Ah, that makes sense. We can make that option without an issue, it'd be good to have.

antonizoon commented 9 years ago

Thanks. Awesome that you added child thread support! I will also try to work on creating pyFuuka, py420chan and py8chan/vichan, which will be prerequisites for thread archival on those sites.

I remember you had the GUI branch, which worked quite well as a proof of concept. GUIs are important to Windows users, so maybe we should get it active?

In particular, I need pyFuuka to attempt to Archive the Fuuka Archivers, in a slow, months long, polite process, (using the FoolFuuka API). Even the largest is only in the range of terabytes, and we have stuff like Amazon Glacier and Google Cloud Storage Nearline, which stores gigabytes in tape storage for a cent per GB. E.g. I grabbed the 250GB pruned images from 4plebs, who was nice enough to let me back it up fast before he ran out of space.

DanielOaks commented 9 years ago

Yeah, that GUI branch is still working alright iirc, though I haven't had a good look at it for a while.

The next thing I want to tackle is making the threaded branch the master branch -- it's looking fairly stable these days, so that should be good. After that, I'll take another look at the GUI branch and make a release with a beta GUI client.

On an unrelated note, could those 250GB of images go well being uploaded to Archive.org?

antonizoon commented 9 years ago

Thanks. Yeah, the threaded design will be important for scraping multiple threads on GUI, and especially any kind of web crawling, such as on the Fuuka Archives.

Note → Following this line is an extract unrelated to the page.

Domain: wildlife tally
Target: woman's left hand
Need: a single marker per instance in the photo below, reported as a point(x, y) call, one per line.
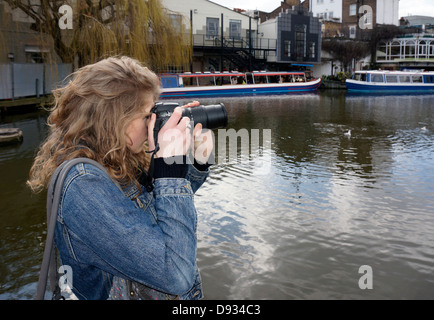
point(203, 143)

I remember someone uploaded Heinessen's /mlp/ 250GB full images as a tar to the Internet Archive, it certainly can happen (though I'm going to need to figure out how to use the Internet Archive's S3 API). I actually acquired an LTO3 automated tape library on the cheap recently, so on-site archival (400/800GB for $17, organized by robot laser sorting arm) will probably happen first.